Wie lange sie dort unterwegs waren und was sie alles gemacht haben, ist unklar. Der Angriff wurde offenbar erst nach Monaten bemerkt. Das ist mit Blick auf die Sicherheit Deutschlands erschreckend. Und es ist peinlich für die Regierung. Erst im April hatte Verteidigungsministerin Ursula von der Leyen mit großem Tamtam eine „Cyber-Armee“ der Bundeswehr gegründet, die im Falle eines Angriffs anderen Behörden beistehen sollte. Die vermutlich ausländischen Hacker konnte sie nicht in die Flucht schlagen.

Den Gipfel der Peinlichkeit bestieg auch diesmal Thomas de Maizière. Einerseits sprach der geschäftsführende Innenminister von einem „ernstzunehmenden Vorgang“, andererseits meinte er darin den Beleg zu erkennen, „dass unsere Sicherheitsbehörden erfolgreich gearbeitet haben“. Denn, so behauptete der CDU-Politiker, die Attacke sei unter Kontrolle gebracht worden. De Maizières Aussage zufolge wurde der Angriff nur deshalb nicht gestoppt, weil die Sicherheitsbehörden die Angreifer beobachten wollten.

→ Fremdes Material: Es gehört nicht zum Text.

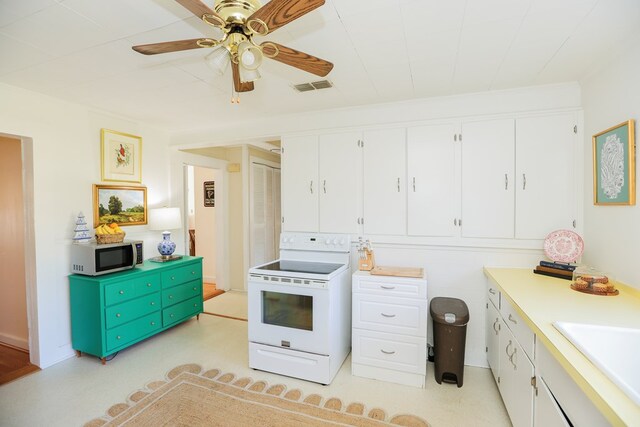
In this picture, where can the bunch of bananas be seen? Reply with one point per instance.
(112, 228)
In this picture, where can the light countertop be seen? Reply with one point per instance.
(542, 300)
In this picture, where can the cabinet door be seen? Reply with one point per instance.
(516, 371)
(488, 179)
(545, 193)
(431, 175)
(547, 411)
(493, 339)
(340, 183)
(300, 184)
(385, 188)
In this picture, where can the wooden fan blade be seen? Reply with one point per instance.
(166, 47)
(198, 8)
(240, 86)
(277, 13)
(297, 59)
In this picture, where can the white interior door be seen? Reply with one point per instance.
(431, 178)
(488, 151)
(385, 188)
(340, 182)
(545, 193)
(300, 183)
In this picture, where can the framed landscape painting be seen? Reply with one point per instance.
(119, 204)
(121, 156)
(614, 172)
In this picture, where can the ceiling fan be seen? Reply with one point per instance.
(240, 21)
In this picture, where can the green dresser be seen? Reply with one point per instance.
(114, 311)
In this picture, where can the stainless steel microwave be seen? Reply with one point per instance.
(92, 259)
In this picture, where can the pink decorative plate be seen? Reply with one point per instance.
(563, 246)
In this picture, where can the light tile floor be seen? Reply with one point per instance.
(79, 389)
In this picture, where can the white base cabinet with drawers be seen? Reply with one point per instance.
(389, 337)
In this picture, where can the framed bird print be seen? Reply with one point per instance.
(121, 156)
(614, 158)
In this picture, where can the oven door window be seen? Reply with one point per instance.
(288, 310)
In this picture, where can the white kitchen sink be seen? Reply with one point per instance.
(613, 350)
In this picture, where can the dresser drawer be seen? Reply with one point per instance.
(520, 330)
(133, 331)
(395, 286)
(394, 315)
(182, 310)
(122, 313)
(180, 293)
(115, 293)
(181, 275)
(390, 351)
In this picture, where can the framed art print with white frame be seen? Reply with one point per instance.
(121, 156)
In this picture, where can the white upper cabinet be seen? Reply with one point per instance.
(300, 183)
(488, 149)
(545, 182)
(340, 182)
(432, 180)
(385, 185)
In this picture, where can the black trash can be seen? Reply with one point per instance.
(450, 317)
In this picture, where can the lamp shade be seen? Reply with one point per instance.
(165, 219)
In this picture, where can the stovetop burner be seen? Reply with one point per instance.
(301, 267)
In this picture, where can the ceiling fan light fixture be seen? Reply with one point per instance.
(249, 56)
(247, 76)
(219, 59)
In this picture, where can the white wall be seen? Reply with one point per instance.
(66, 162)
(205, 222)
(612, 233)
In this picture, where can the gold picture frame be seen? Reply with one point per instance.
(614, 165)
(120, 156)
(124, 205)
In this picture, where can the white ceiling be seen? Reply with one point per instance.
(383, 50)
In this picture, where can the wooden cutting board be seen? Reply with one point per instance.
(397, 271)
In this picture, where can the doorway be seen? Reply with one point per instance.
(15, 357)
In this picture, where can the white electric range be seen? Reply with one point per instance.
(300, 307)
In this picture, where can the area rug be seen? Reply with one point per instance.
(190, 396)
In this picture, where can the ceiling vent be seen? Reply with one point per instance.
(320, 84)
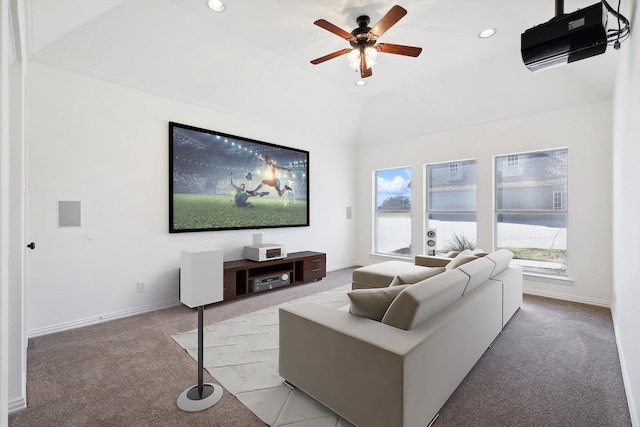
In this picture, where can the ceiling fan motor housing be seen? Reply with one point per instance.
(363, 35)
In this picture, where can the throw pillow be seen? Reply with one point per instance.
(462, 258)
(411, 278)
(373, 303)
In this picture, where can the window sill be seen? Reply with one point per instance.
(547, 278)
(389, 256)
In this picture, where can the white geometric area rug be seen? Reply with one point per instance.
(242, 355)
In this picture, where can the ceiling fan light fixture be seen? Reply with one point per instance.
(485, 34)
(371, 56)
(215, 5)
(354, 58)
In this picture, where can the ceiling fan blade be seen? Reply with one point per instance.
(388, 20)
(399, 49)
(330, 56)
(364, 71)
(333, 29)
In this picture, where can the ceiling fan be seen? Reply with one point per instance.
(364, 48)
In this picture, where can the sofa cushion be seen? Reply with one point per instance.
(502, 258)
(418, 302)
(460, 259)
(381, 274)
(373, 303)
(418, 276)
(478, 271)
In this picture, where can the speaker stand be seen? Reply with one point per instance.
(200, 396)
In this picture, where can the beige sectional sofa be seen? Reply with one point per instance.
(397, 353)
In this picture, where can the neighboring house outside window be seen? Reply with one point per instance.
(531, 209)
(451, 204)
(392, 234)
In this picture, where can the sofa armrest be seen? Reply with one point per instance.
(370, 373)
(432, 261)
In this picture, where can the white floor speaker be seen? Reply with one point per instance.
(201, 277)
(432, 241)
(201, 283)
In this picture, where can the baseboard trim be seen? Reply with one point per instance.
(565, 297)
(633, 410)
(17, 405)
(99, 319)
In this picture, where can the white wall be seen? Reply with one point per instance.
(626, 210)
(586, 131)
(4, 210)
(106, 146)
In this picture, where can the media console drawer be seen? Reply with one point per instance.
(314, 268)
(242, 276)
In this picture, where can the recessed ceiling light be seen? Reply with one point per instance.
(215, 5)
(485, 34)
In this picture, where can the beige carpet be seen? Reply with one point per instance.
(242, 355)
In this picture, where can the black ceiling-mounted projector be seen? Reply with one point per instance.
(565, 38)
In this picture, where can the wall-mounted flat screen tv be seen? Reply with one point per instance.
(226, 182)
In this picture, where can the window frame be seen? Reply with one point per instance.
(561, 274)
(376, 214)
(428, 211)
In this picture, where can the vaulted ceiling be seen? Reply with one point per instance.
(253, 61)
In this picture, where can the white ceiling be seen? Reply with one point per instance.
(253, 60)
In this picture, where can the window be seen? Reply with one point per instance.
(531, 209)
(451, 204)
(513, 161)
(393, 212)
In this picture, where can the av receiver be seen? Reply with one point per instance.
(265, 283)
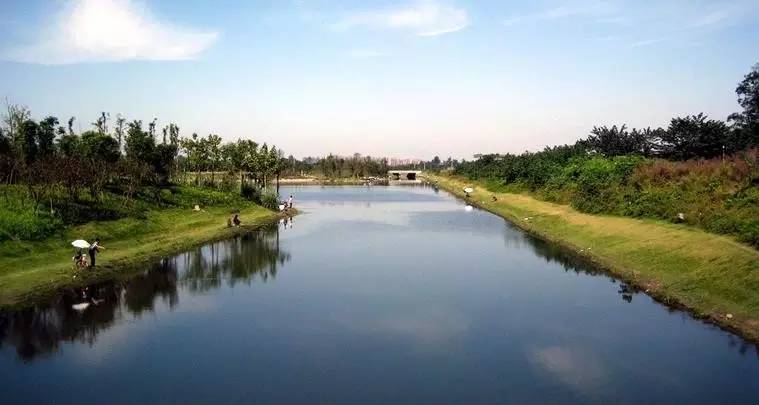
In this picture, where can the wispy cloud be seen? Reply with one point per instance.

Die Zweifel an dieser gewagten Darstellung wurden am Freitag noch größer. Das Innenministerium kann nicht einmal sagen, ob der Angriff noch läuft. Ministeriums-Sprecher Johannes Dimroth drückt sich um eine Antwort mit der Behauptung, man könne „auf eine Frage ‚Geschieht gerade etwas oder geschieht gerade nichts?‘ nie eine hundertprozentige Antwort mit Ja oder Nein geben“.

Wäre de Maizières Abschied aus dem Kabinett nicht ohnehin beschlossene Sache, man müsste ihn wegen dieser Informationspolitik zum Rücktritt auffordern. Die Krönung des Ganzen ist aber, dass das Innenministerium nun eine Strafanzeige erwägt. Nein, selbstverständlich geht es nicht um die Hacker - die kennt man wohl nicht und wird sie auch nicht zu fassen bekommen. Vielmehr sucht das Ministerium den Mitarbeiter, der die Information über den Angriff an die Öffentlichkeit getragen hat. Als wäre dies das größte Problem!

Sicherheitsbehörden haben zwar stets eine Begründung parat, warum sie schweigen: aus ermittlungstaktischen Gründen. Der Angriff auf die Machtzentrale der Republik ist allerdings so gravierend, dass man schon sehr gute Argumente vorbringen muss, ihn nicht nur vor der Öffentlichkeit zu verbergen, sondern sogar vor dem Parlamentarischen Kontrollgremium. Die geheime Operation der Behörden ist kein gutes Argument, weil ihr Ertrag offenbar erbärmlich ist. Sonst wüsste man inzwischen mehr über die Angreifer. Der wahre Grund ist: Die Regierung wollte den Fall vertuschen.